They are all pointers to a great team, but Sunday’s win wasn’t all about skill as far as this current Kilkenny team was concerned. It was just as much, if not more, about hunger and pain.
The hunger came from a burning desire to prove, as players, that they were good enough to win another All-Ireland title. Some have doubted Kilkenny in the 12 months since they lost to Tipp in the 2010 final, a desire heightened by their defeat to Dublin, of all teams, in the 2011 National League decider.
There was a theory abroad, and closer to home, that Kilkenny’s four-in-a-row stars were past it, ancient heroes lost in a new era for hurling. How wrong those theorists were.
The pain that drove the Cats on last Sunday came from a similar source.
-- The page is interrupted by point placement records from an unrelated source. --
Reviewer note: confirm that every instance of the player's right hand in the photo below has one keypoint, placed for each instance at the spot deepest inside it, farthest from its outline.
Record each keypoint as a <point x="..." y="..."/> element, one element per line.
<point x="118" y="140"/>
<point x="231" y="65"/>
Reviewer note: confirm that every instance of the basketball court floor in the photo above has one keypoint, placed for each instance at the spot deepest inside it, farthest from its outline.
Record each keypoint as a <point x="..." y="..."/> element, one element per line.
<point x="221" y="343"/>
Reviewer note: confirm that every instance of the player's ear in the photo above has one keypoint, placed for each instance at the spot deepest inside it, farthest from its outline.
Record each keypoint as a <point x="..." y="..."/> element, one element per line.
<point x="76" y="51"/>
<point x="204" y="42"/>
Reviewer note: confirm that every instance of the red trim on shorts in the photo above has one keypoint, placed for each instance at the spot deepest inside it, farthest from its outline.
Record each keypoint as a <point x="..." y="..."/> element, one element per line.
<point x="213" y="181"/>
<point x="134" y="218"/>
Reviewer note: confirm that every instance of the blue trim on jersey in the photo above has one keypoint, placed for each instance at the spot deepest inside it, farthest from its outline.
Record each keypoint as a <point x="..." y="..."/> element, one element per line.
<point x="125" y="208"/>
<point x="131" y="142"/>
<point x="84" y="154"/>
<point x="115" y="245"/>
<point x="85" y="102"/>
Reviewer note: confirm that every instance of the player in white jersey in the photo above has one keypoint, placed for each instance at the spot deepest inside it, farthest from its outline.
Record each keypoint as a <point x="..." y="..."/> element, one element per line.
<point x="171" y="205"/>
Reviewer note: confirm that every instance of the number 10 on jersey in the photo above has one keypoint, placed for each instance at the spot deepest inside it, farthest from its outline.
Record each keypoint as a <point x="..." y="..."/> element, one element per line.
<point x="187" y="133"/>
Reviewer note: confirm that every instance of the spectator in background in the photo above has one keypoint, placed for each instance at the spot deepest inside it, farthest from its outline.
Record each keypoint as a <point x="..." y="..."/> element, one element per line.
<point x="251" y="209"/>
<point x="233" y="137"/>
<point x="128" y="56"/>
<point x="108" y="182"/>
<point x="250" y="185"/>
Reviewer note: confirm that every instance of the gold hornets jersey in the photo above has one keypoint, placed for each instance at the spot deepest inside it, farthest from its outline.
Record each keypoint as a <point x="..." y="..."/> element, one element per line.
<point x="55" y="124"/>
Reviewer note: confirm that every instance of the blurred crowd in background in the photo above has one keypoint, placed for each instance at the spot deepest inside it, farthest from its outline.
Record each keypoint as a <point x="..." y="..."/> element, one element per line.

A year earlier they stood on the pitch at Croke Park as Tipp lifted the McCarthy Cup and deservedly so after they ripped Kilkenny’s so called “drive for five” apart.
The Liam Sheedy-inspired Tipperary team were never in doubt as winners in the 2010 finale as they tore the form book, the history book and the bookie’s book asunder with a performance that cut to the bone as far as Kilkenny were concerned.
To be blunt out, Tipperary outplayed Kilkenny at their very own game in September of last year, and that probably hurt the Cats more than anything.
It would have been easy for Hickey, Shefflin, Hogan and Walsh to drift off into the sunset, retire from the game with their four-in-a-row reputations intact and take up life on Easy Street.
But nothing is ever easy when it comes to Kilkenny hurlers and the desire to be the best in the land.
There were times on Sunday when their hurling was pretty, and there were times when it was ugly as sin.
There were moments in Sunday’s final when their stick work was artistic, other moments when it was brutal and shocking. Again, that didn’t matter.
What mattered on Sunday for Kilkenny was a desire to get the job done, to ease the pain of a year earlier, to prove themselves as great players once again.
Brian Cody’s team did all of that and more against Tipperary on a September Sunday.
And that’s why they are the All-Ireland champions they deserve to be this morning. Class, as they say, is permanent.